Sarkozy : le référendum comme projet de survie edit

13 février 2012

Nicolas Sarkozy a donc choisi son terrain, celui sur lequel il espère pouvoir trouver et exploiter à son avantage certains des clivages qui traversent le plus profondément la société française. Les sondages indiquent en effet que les questions de l’immigration et des modalités d’indemnisation des chômeurs divisent profondément l’opinion. Le président sortant a ainsi décidé de mener une campagne offensive en contraignant son adversaire principal à clarifier ses idées dans ces domaines.

En soi, vouloir engager une grande réforme de la formation professionnelle n’a rien de choquant. Elle est nécessaire. Quant à vouloir que la juridiction administrative soit désormais la seule compétente en matière d’immigration, de forts arguments peuvent être apportés contre une telle réforme mais la question des principes et modalités de l’accueil des personnes immigrées ne doit pas être un sujet tabou dans un monde en plein bouleversement. Si Nicolas Sarkozy estime que c’est sur ces terrains qu’il peut espérer remonter son handicap sur François Hollande, c’est à celui-ci de lui montrer qu’il se trompe et à en convaincre les Français. On peut toutefois s’étonner du fait que si le président sortant les considère comme aussi cruciaux il ait attendu la fin de son quinquennat pour les mettre en tête de ses priorités !
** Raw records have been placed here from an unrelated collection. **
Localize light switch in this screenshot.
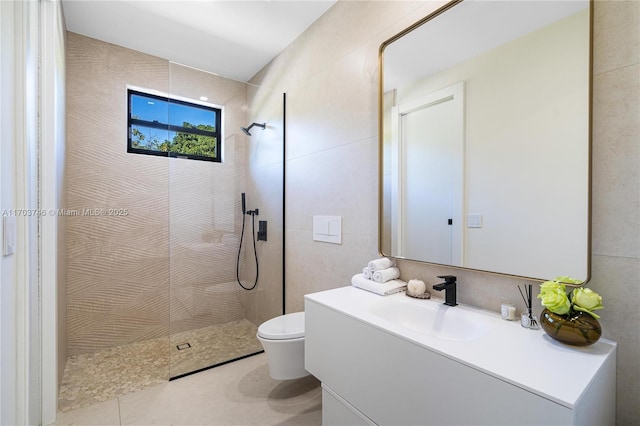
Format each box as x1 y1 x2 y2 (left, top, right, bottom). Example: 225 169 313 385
3 216 17 256
467 214 483 228
313 215 342 244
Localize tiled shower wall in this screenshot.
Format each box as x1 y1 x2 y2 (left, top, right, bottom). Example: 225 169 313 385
65 33 255 355
167 63 250 336
251 1 639 423
239 85 286 327
66 32 171 354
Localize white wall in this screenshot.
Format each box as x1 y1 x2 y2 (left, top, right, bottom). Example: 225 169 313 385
0 2 19 424
0 1 42 424
0 1 66 424
40 0 67 423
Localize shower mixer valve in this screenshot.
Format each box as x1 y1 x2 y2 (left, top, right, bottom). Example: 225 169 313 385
258 220 267 241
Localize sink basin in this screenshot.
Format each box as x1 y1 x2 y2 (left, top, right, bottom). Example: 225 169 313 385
369 297 489 341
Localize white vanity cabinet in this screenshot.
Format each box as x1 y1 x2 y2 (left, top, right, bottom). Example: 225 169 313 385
305 287 616 426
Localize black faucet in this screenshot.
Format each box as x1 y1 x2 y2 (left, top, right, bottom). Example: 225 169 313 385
433 275 458 306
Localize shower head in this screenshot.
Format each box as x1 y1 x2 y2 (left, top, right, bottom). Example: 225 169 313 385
240 122 266 136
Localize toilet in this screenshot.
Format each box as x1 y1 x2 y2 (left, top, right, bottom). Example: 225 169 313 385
257 312 309 380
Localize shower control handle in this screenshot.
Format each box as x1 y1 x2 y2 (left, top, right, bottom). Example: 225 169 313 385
258 220 267 241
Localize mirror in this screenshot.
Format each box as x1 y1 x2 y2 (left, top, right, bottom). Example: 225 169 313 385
379 0 591 281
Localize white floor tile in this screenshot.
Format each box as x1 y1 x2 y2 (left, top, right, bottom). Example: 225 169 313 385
50 398 121 426
116 353 321 425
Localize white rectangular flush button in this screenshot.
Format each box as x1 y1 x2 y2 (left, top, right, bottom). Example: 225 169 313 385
313 215 342 244
467 214 483 228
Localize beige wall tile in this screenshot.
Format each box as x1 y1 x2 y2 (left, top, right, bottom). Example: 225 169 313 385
244 85 286 323
286 137 378 234
593 0 640 75
285 67 376 160
589 254 640 422
66 32 171 354
592 64 640 258
285 230 378 312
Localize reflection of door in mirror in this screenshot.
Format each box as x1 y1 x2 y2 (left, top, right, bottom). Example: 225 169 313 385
380 1 590 281
391 83 464 266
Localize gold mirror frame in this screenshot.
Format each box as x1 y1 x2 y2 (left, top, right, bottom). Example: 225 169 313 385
377 0 593 285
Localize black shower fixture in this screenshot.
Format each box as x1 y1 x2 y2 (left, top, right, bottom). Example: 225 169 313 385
240 122 266 136
236 192 261 291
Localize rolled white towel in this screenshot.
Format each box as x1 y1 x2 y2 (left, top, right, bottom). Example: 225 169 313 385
362 267 372 280
351 273 407 296
367 257 396 272
372 267 400 283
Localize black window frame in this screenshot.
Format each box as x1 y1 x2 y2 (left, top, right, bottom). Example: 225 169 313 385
127 89 222 163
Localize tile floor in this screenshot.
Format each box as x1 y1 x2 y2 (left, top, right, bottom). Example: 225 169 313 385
59 319 264 413
51 353 322 425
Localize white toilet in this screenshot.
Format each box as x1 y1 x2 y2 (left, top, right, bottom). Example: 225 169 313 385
257 312 309 380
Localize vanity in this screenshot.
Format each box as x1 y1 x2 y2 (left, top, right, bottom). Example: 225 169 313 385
305 287 616 426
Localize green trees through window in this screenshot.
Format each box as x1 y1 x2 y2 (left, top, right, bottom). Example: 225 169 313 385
127 89 222 162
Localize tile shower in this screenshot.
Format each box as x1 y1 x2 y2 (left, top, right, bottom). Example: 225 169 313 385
62 33 284 412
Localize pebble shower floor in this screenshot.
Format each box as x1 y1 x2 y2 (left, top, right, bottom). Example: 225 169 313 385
58 318 263 413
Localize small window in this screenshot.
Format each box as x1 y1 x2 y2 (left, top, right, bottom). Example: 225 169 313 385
127 89 222 162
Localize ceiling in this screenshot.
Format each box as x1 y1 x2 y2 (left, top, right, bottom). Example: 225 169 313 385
61 0 336 82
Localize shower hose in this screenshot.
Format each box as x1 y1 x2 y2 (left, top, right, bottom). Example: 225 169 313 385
236 211 259 290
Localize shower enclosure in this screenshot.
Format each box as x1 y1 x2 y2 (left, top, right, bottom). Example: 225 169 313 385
62 35 284 412
167 62 285 378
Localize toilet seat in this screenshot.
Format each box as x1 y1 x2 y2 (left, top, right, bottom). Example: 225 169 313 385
257 312 305 340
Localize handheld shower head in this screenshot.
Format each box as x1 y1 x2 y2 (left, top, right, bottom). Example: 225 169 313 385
240 122 266 136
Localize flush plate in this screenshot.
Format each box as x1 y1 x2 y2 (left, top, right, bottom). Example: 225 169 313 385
313 215 342 244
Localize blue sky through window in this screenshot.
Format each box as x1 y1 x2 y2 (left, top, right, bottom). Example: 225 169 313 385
130 93 216 129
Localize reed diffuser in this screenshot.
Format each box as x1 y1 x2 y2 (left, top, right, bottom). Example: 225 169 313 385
518 284 539 329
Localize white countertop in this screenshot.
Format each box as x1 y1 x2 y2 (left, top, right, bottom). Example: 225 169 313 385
304 286 616 409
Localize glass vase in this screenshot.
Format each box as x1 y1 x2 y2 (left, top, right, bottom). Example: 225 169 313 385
540 308 602 346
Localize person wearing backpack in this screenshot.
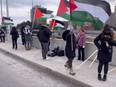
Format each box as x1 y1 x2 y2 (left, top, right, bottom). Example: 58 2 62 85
24 25 32 50
94 24 116 81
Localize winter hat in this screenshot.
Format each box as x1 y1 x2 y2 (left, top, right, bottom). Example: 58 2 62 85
62 30 70 41
103 24 111 35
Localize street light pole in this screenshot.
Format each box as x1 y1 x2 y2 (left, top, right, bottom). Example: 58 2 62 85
32 0 33 8
6 0 9 17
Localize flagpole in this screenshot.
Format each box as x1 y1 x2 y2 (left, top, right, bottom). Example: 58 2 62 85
32 0 33 8
76 50 98 70
51 0 61 31
31 7 36 29
108 67 116 73
6 0 9 17
89 55 97 68
69 0 73 51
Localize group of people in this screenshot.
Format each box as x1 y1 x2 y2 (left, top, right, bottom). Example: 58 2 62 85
1 23 116 81
37 23 86 75
10 25 32 50
37 23 116 82
63 24 116 81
Ce qui est en revanche fort inquiétant, c’est la manière dont Nicolas Sarkozy aborde politiquement ces sujets, en en faisant des questions à faire trancher par référendum. Pire encore, il lie la tenue de ces référendums à sa réélection en mai prochain, par une sorte d’échange avec l’électorat du Front national consistant à lui promettre de pouvoir s’exprimer plus tard directement sur ces questions à la condition de le réélire ! Outre que le procédé purement électoraliste touchant des questions aussi graves et difficiles est répréhensible du point de vue de la morale politique, l’utilisation du référendum sur ces questions est très dangereuse pour la cohésion nationale. En effet, sur le premier point, celui de l’indemnisation des chômeurs, Nicolas Sarkozy annonce clairement la couleur, voulant saisir « l’opportunité de s’adresser directement aux Français pour qu’ils donnent leur opinion sur ce système d’indemnisation du chômage et sur la façon dont on doit considérer le travail et l’assistanat ». Immanquablement, la question retraduite en langage politique sera de savoir si les Français considèrent ou non que les chômeurs se comportent comme des assistés. Derrière la seconde question concernant la juridiction compétente en matière d’immigration, sera posée en réalité la question de savoir s’il y a trop d’immigrés en France. On imagine aisément les dérapages possibles dans d’éventuelles campagnes référendaires sur ces deux sujets brulants et les effets dévastateurs de tels débats sur l’évolution du climat politique.

Certes, on peut dédramatiser tout ceci en prenant ces propositions pour ce qu’elles sont, c’est-à-dire des propositions purement électoralistes qui, compte-tenu de la très forte probabilité de défaite du président sortant, ne déboucheront pas de sitôt sur des référendums. Pour l’instant, Nicolas Sarkozy n’a qu’un objectif, récupérer, soit dès le premier tour de l’élection présidentielle si Marine Le Pen ne peut être candidate, soit au second tour s’il la précède au premier, la part la plus grande possible de l’électorat du Front national, afin de réduire l’ampleur de sa probable défaite. Ces propositions n’en sont pas moins irresponsables compte-tenu de la gravité politique des enjeux concernés. Elles contribuent à légitimer la manière de poser ces questions qui est celle du Front national et du coup de la banaliser, réduisant ainsi, puisque Nicolas Sarkozy entend porter le combat sur le plan des valeurs, la distance qui sépare sur ce plan la droite républicaine de l’extrême-droite. Au risque de briser ce qui reste d’homogénéité à cette droite. Au risque, du coup, de casser l’outil UMP qui est, avec le Parti socialiste, le seul parti d’alternance.

Nicolas Sarkozy, suivant en cela le sage l’exemple de ses prédécesseurs n’avait pas montré jusqu’ici un intérêt particulier pour la procédure référendaire dont l’histoire nous a appris qu’elle est d’un maniement délicat et peut produire des effets pervers. Depuis 1969, Cinq référendums seulement se sont tenus. Le général de Gaulle a été le seul président de la Ve République à lier son sort politique au résultat des quatre référendums qu’il a fait tenir, entre 1961 et 1969. Nicolas Sarkozy inverse ici la pratique gaullienne. Il ne s’agit plus de quitter le pouvoir en cas de défaite au référendum mais de promettre un référendum pour ne pas quitter le pouvoir ! Curieuse utilisation de cette procédure qui peut être utile dans des crises majeures mais ne doit pas être dévoyée sous peine de mettre en péril la démocratie représentative.